SECTION 2. Section 387-2, Hawaii Revised Statutes, is amended to read as follows:

"§387-2 Minimum wages. Except as provided in section 387-9 and this section, every employer shall pay to each employee employed by the employer wages at the rate of not less than:

(1) $6.25 per hour beginning January 1, 2003;

(2) $6.75 per hour beginning January 1, 2006; and

(3) $7.25 per hour beginning January 1, 2007.

The hourly wage of a tipped employee may be deemed to be increased on account of tips if the employee is paid not less than [25 cents] $1.25 below the applicable minimum wage by the employee's employer and the combined amount the employee receives from the employee's employer and in tips is at least 50 cents more than the applicable minimum wage.

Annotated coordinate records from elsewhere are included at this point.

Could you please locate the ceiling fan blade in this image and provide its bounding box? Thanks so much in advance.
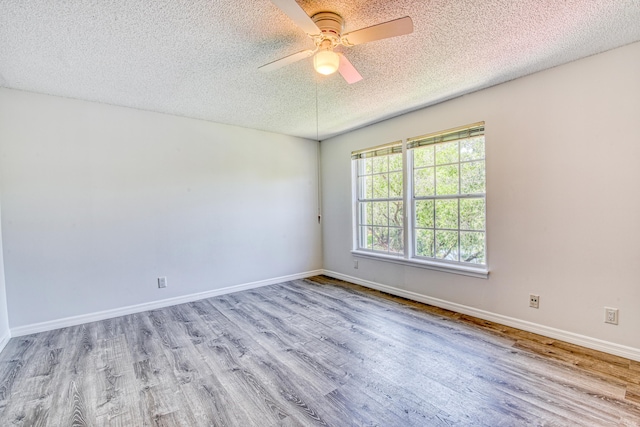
[258,50,314,72]
[342,16,413,46]
[338,53,362,84]
[271,0,321,35]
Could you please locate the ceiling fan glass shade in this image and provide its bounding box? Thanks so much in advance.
[313,50,340,76]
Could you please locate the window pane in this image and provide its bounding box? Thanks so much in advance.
[358,202,373,225]
[358,175,373,199]
[416,200,434,228]
[358,227,371,249]
[435,199,458,229]
[460,198,484,231]
[364,158,373,175]
[371,202,389,226]
[460,160,485,194]
[436,165,459,196]
[460,232,486,264]
[413,168,435,197]
[460,136,484,161]
[389,201,404,227]
[389,228,404,253]
[373,227,389,251]
[436,141,458,165]
[411,145,435,168]
[373,156,389,173]
[389,172,402,198]
[389,154,402,172]
[416,230,434,258]
[373,173,389,199]
[436,230,458,261]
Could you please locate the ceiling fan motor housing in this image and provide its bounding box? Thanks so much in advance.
[311,12,344,46]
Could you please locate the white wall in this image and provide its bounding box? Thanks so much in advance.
[321,43,640,355]
[0,89,322,328]
[0,196,11,351]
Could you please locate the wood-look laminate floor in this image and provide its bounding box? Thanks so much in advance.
[0,277,640,427]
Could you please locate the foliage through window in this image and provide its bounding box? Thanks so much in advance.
[357,145,404,254]
[352,123,487,274]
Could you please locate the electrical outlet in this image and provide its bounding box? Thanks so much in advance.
[158,277,167,288]
[529,294,540,308]
[604,307,618,325]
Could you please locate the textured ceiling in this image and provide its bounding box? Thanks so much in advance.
[0,0,640,139]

Beginning January 1, 2007, the hourly wage of a tipped employee may be deemed to be increased on account of tips if the employee is paid not less than $2.25 below the applicable minimum wage by the employee's employer and the combined amount the employee receives from the employee's employer and in tips is at least 50 cents more than the applicable minimum wage."

Beginning January 11, 2008, the hourly wage of a tipped employee may be deemed to be increased on account of tips if the employee is paid not less than twenty-five per cent of the tips claimed by the employee as income below the applicable minimum wage; and the combined amount the employee receives from the employee's employer and in tips is at least 50 cents more than the applicable minimum wage provided that the cash wage paid by the employer is not less than $4 per hour."

SECTION 3. Statutory material to be repealed is bracketed and stricken. New statutory material is underscored.

SECTION 4. This Act shall take effect upon its approval.